Two potential “doomsday scenarios” come to mind.
Take the case of the US manufacturer that was in the process of building a manufacturing plant in China, and thought it would be a good idea to set up webcams so that everyone back home could follow the progress of the project.
According to an executive from the company concerned when interviewed for the 2016 Deloitte report on cyber risk in advanced manufacturing: “They put the live feed on the Internet, but did not realise this rendered it/us as a target. It was hacked. It was brutal.”
While this case illustrates the potential for a connected device to provide a conduit into a company’s systems, it would all have been avoidable if suitable security had been in place to detect and stop the intrusion.
But what if the “dumb” thing could be taken over and used for a different purpose?
Think back to the evening of 9th August 2016 when the Australian Bureau of Statistics’ website was very publicly brought to its knees just when the majority of the country’s population was attempting to complete the national census of population and housing. The cause of the crash was claimed to be a DDoS attack – distributed denial of service – in which the ABS website was bombarded with small amounts of data from a huge number of sources.
Traditionally, these sources have been personal computers infected with malware that enables them to be remotely controlled by the perpetrator of the DDoS attack. With tens of thousands of infected computers (known as a botnet) participating in any given attack (without their owners’ knowledge), the resulting data stream of the attack can reach into the hundreds of gigabits per second – enough to bring down even the most robustly protected sites.
Cue the Internet of Things. And while the things are dumb, they can still be used to wage the war. Worse, because they are so dumb they have little or no security.
The key culprits identified to date are surveillance cameras, baby monitors and digital video recorders, many of which come with security based on default usernames and passwords that is all too simple to exploit. And this weak security has already been exploited by a piece of malware named Mirai, which is reckoned by now to have infected more than half a million such devices.

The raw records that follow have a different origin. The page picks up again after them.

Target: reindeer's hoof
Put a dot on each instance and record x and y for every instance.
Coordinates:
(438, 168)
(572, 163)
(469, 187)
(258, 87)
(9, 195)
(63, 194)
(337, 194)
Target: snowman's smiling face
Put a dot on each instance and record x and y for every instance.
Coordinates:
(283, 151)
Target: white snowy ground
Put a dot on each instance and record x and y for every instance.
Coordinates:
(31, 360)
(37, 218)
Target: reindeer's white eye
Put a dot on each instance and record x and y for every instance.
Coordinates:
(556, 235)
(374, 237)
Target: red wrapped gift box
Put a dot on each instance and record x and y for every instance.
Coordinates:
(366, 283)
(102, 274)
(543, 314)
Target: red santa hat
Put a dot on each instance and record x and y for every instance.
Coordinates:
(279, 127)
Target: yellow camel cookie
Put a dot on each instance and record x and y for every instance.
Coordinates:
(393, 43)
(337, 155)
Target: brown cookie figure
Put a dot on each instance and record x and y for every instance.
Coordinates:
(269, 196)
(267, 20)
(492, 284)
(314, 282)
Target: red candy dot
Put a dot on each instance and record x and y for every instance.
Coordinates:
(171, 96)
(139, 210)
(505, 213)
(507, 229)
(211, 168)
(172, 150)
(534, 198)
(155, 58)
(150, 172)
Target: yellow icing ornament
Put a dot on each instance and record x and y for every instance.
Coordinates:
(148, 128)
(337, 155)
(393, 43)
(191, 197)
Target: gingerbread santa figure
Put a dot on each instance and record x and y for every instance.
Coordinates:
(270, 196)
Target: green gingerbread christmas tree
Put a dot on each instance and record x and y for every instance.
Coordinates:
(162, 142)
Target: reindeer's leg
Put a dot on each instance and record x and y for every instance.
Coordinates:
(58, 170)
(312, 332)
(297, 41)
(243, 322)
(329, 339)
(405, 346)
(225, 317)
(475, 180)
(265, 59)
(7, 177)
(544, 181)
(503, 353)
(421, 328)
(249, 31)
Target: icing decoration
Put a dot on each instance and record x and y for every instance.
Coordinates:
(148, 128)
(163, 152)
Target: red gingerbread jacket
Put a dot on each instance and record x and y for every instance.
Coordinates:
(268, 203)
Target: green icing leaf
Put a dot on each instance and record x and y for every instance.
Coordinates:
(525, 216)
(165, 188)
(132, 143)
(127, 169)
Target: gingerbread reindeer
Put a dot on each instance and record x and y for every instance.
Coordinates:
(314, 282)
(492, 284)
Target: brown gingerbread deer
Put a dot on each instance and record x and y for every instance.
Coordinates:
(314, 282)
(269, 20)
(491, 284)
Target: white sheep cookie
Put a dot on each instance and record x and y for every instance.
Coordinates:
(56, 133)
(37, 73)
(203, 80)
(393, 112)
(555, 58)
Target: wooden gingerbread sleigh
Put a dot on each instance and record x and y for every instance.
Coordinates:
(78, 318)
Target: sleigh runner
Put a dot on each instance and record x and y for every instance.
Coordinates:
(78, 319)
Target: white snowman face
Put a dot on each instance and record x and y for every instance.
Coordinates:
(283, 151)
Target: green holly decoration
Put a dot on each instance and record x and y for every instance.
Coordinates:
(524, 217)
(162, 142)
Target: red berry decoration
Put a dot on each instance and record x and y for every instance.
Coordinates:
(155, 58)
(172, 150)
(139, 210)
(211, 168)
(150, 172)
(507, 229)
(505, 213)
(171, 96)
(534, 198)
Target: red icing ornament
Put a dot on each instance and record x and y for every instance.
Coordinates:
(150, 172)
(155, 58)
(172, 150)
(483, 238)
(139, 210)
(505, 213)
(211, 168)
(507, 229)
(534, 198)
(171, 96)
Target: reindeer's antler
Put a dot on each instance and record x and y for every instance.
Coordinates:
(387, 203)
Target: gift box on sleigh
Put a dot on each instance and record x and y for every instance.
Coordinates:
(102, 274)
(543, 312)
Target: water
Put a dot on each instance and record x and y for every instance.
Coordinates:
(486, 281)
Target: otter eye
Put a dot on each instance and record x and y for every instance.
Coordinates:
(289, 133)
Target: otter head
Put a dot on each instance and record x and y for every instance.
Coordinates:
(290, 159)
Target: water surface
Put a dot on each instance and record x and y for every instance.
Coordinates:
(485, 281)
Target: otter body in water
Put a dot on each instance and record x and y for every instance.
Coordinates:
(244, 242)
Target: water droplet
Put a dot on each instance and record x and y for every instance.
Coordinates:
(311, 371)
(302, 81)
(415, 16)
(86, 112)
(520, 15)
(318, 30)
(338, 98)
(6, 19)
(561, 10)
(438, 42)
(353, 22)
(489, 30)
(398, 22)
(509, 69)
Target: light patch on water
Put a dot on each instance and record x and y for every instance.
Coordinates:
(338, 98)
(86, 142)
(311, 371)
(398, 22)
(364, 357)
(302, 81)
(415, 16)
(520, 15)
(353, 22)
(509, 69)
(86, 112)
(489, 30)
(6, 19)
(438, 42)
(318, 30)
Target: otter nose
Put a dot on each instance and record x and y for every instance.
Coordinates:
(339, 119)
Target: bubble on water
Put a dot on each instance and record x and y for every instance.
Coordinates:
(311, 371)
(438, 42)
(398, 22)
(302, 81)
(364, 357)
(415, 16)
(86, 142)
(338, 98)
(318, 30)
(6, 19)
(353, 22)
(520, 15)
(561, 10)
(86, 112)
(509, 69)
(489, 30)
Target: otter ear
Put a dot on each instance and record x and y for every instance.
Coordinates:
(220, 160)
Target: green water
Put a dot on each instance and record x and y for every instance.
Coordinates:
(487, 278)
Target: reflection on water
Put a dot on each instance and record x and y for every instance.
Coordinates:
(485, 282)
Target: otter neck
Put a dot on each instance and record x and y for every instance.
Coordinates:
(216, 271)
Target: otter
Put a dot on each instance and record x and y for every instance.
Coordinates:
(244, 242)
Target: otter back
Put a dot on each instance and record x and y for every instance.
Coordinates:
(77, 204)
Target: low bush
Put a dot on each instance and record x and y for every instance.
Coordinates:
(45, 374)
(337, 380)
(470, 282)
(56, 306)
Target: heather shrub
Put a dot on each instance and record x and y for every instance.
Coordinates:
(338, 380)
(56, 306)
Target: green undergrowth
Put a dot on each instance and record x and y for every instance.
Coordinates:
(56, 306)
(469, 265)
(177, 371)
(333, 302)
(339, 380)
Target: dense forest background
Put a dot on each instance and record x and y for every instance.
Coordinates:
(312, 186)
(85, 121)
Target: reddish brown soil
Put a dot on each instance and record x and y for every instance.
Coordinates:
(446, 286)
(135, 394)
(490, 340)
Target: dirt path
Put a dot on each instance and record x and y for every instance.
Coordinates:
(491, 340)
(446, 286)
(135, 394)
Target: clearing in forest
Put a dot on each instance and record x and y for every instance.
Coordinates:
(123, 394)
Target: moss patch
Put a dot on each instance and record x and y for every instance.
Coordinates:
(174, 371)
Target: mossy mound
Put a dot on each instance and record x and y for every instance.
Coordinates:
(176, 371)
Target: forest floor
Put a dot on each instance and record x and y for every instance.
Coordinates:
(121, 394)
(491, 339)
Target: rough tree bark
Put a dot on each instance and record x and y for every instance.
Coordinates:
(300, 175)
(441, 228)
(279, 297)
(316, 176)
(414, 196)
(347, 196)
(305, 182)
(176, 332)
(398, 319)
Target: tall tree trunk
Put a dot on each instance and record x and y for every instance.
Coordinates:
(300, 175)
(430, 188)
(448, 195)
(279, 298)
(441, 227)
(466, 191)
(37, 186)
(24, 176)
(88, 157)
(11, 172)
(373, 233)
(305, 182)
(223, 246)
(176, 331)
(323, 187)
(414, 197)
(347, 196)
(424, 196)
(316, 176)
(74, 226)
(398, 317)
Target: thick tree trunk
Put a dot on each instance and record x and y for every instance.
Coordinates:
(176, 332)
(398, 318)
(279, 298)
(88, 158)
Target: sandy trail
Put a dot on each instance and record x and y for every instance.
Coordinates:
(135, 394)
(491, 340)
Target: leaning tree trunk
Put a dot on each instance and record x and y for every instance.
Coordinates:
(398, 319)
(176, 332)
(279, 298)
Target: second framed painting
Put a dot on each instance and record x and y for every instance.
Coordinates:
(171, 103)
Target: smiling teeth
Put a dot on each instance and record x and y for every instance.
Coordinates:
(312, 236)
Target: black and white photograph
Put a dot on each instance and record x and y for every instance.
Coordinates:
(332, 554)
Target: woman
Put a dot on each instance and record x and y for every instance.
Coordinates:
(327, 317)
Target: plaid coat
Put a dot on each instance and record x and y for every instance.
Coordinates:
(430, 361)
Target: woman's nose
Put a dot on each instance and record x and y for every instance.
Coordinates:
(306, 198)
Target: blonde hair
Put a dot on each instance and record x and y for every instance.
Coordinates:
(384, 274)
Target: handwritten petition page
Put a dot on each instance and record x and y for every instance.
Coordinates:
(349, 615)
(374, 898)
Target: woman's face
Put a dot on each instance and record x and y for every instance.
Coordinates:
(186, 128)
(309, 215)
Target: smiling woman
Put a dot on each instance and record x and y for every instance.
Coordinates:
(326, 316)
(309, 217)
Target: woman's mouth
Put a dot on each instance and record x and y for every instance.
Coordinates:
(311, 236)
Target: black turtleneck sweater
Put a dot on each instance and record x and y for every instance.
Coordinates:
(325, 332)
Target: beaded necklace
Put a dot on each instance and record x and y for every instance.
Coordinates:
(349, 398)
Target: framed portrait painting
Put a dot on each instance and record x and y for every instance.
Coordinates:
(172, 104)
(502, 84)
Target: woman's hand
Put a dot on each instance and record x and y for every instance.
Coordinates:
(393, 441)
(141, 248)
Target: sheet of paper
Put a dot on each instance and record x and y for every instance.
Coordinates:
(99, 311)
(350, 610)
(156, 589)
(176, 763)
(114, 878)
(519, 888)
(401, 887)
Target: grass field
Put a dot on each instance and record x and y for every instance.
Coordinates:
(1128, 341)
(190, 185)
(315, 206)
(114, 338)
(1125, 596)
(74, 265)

As the Mirai botnet of IoT devices grows, so the severity of DDoS attacks should grow. However, it does appear that this particular malware is becoming a victim of its own success. The source code for Mirai is freely available on the Internet, and now hackers are competing to recruit devices to their botnets.
But what is the motivation? Why do DDoS attacks happen?
These botnets of infected devices are quite literally “guns for hire”, and can be recruited to take down a competitor’s online presence for a surprisingly small amount of money.
Many attacks, particularly those with a high profile, are carried out simply to show that it can be done. Some are more commercially motivated, either to take out the competition or literally for ransom. Others have been known to be even more nefarious, with the attack serving as a smokescreen to cover other directly targeted hacking activities.
Fortunately, the lessons appear to have been learnt to some extent, and each of the wireless technologies competing for the attention of IoT device developers comes with at least a rudimentary level of inbuilt security.
However, just as the need for data protection in the world of desktop computing gave rise to a whole industry of digital security, which shows no sign of diminishing in size or importance, it is most likely that securing the Internet of Things will prove to be another never-ending task.